The Gatsby foundation donated £82m for the construction of the University of Cambridge plant science Sainsbury laboratory and £45m to Cambridge University botanic garden in 2005. Sainsbury was elected chancellor of the university, where he read history and psychology, in 2011.
The former science minister was the biggest single donor to the campaign to keep Britain in the European Union, donating £4.2m to the remain side, and he donated £2.1m to Labour and the Liberal Democrats.
His family are the 217th richest in the UK with a £560m fortune, according to the Sunday Times rich list. In 2013, Sainsbury and his wife joined the Giving Pledge, the Gates and Buffett-led promise for the world’s richest people to give at least half of their wealth to charity. “The approach of my wife, Suzie, and I to philanthropy is very simple. We do not believe that spending any more money on ourselves or our family would add anything to our happiness.

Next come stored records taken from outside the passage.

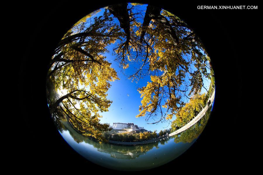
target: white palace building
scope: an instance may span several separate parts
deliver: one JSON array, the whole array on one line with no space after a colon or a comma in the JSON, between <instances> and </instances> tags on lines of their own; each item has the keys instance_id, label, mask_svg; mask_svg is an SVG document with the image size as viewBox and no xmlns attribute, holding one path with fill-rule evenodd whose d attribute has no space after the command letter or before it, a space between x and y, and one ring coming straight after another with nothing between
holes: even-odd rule
<instances>
[{"instance_id":1,"label":"white palace building","mask_svg":"<svg viewBox=\"0 0 263 175\"><path fill-rule=\"evenodd\" d=\"M132 130L136 131L139 130L144 129L143 127L138 127L133 123L113 123L112 127L114 130L121 130L124 128L132 129Z\"/></svg>"}]
</instances>

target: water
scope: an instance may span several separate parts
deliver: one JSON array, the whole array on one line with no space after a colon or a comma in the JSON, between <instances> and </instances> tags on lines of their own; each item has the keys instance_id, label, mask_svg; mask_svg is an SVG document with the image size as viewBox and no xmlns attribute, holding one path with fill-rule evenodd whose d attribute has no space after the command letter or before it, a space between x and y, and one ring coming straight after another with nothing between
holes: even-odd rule
<instances>
[{"instance_id":1,"label":"water","mask_svg":"<svg viewBox=\"0 0 263 175\"><path fill-rule=\"evenodd\" d=\"M65 122L60 122L60 132L73 149L92 162L115 169L141 170L161 166L184 153L202 132L210 114L178 134L156 143L141 145L100 144L93 138L79 134Z\"/></svg>"}]
</instances>

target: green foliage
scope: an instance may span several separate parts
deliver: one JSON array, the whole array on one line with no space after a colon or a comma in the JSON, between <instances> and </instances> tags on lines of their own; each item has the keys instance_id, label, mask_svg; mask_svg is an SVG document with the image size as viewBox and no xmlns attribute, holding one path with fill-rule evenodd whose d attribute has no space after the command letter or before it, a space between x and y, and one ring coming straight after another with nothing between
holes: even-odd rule
<instances>
[{"instance_id":1,"label":"green foliage","mask_svg":"<svg viewBox=\"0 0 263 175\"><path fill-rule=\"evenodd\" d=\"M147 116L148 121L151 116L160 116L155 123L176 115L174 129L188 122L204 106L205 98L198 94L204 77L211 79L211 93L213 71L199 38L179 18L163 10L158 14L162 20L153 19L144 28L137 19L140 4L122 6L125 9L120 10L116 6L105 8L99 16L92 17L101 10L85 17L59 43L47 78L49 108L54 118L68 121L79 133L100 142L109 139L149 139L156 136L156 131L112 137L105 132L111 129L109 124L100 123L99 112L108 111L112 102L107 98L110 82L119 79L105 54L115 53L115 61L124 69L137 64L140 68L128 76L133 80L150 76L150 81L138 89L142 99L136 117ZM120 18L124 16L126 21ZM146 34L141 38L143 30ZM113 43L116 47L108 50ZM191 95L195 99L186 104L183 97Z\"/></svg>"},{"instance_id":2,"label":"green foliage","mask_svg":"<svg viewBox=\"0 0 263 175\"><path fill-rule=\"evenodd\" d=\"M207 97L204 93L193 96L189 102L176 113L176 118L171 125L172 128L176 130L186 125L197 116L206 105Z\"/></svg>"}]
</instances>

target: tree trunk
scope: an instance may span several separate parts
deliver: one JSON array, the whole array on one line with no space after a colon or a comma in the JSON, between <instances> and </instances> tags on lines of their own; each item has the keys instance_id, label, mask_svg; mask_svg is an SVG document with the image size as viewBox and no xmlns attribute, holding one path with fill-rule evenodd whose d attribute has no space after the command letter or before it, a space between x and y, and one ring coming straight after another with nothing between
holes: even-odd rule
<instances>
[{"instance_id":1,"label":"tree trunk","mask_svg":"<svg viewBox=\"0 0 263 175\"><path fill-rule=\"evenodd\" d=\"M154 19L156 22L160 23L162 26L165 31L171 36L174 44L176 46L179 43L179 39L169 21L160 14L161 10L160 8L154 7L150 5L147 6L143 24L143 31L140 38L141 41L142 41L143 38L145 34L146 28L149 25L151 20Z\"/></svg>"},{"instance_id":2,"label":"tree trunk","mask_svg":"<svg viewBox=\"0 0 263 175\"><path fill-rule=\"evenodd\" d=\"M127 37L126 41L129 42L131 37L130 32L130 18L128 13L127 3L110 6L108 9L120 22L120 27L123 29Z\"/></svg>"}]
</instances>

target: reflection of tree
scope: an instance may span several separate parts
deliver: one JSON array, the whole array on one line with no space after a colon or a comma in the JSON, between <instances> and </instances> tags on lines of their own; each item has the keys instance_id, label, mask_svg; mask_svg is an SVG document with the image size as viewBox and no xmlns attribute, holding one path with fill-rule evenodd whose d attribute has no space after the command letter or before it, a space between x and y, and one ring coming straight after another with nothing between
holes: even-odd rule
<instances>
[{"instance_id":1,"label":"reflection of tree","mask_svg":"<svg viewBox=\"0 0 263 175\"><path fill-rule=\"evenodd\" d=\"M68 131L74 140L78 143L84 142L92 145L98 149L98 151L113 155L115 153L120 153L122 155L127 155L123 156L125 158L134 158L143 153L146 153L154 147L158 148L158 142L142 145L126 146L116 146L103 143L100 144L98 141L92 137L87 137L77 132L70 126L68 122L58 121L59 128L63 131ZM134 156L132 155L133 154Z\"/></svg>"},{"instance_id":2,"label":"reflection of tree","mask_svg":"<svg viewBox=\"0 0 263 175\"><path fill-rule=\"evenodd\" d=\"M211 112L212 106L206 111L205 116L198 122L188 129L175 135L174 142L176 143L191 143L197 139L204 130Z\"/></svg>"},{"instance_id":3,"label":"reflection of tree","mask_svg":"<svg viewBox=\"0 0 263 175\"><path fill-rule=\"evenodd\" d=\"M103 55L113 43L115 60L123 70L136 64L128 78L150 76L151 81L138 89L143 99L137 117L147 116L148 121L160 116L153 118L154 123L171 119L185 105L183 96L200 92L211 67L199 38L168 12L150 5L145 15L143 10L138 4L110 6L99 16L83 18L65 35L47 79L54 118L66 120L79 133L103 140L101 133L110 129L100 123L98 113L108 111L112 102L106 98L109 82L118 79Z\"/></svg>"}]
</instances>

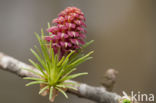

However, using it to support social progress we have found deeply fulfilling,” Sainsbury wrote in his pledge commitment letter.
The Coutts report said publicity surrounding the giving pledge had encouraged other wealthy people and companies to increase charitable giving.
More than 170 of the world’s richest people, including Mark Zuckerberg, Michael Bloomberg and George Lucas, have signed up. Gates said the pledge was “about building on a wonderful tradition of philanthropy that will ultimately help the world become a much better place”.
Earlier this year, Gates donated $4.6bn (£3.5bn) to the Bill & Melinda Gates Foundation, the biggest gift so far this year. The Gateses have donated $35bn since 1994.
Of the £1.83bn donated in the UK last year, £1bn came from foundations, £511m from companies and £313m from individuals. The amount donated directly by individuals decreased by more than £100m compared with 2015 and was half of that donated in 2007. The number of people donating £1m or more was 43, down from 48 last year but up from the 42 in 2007.
Among the individual donors were golfer Rory McIlroy, designer Sir Terence Conran, Gordon Roddick, the husband of late Body Shop founder Anita, and Liccy Dahl, the wife of the late author Roald.
McIlory donated all of his €666,000 prize for winning the Irish Open to his Rory Foundation, which aims to support children’s charities and “help kids live better lives”. “I know I’d like to be remembered as for my talents as a golfer, but I also intend to leave my mark through the Rory Foundation,” McIlroy said.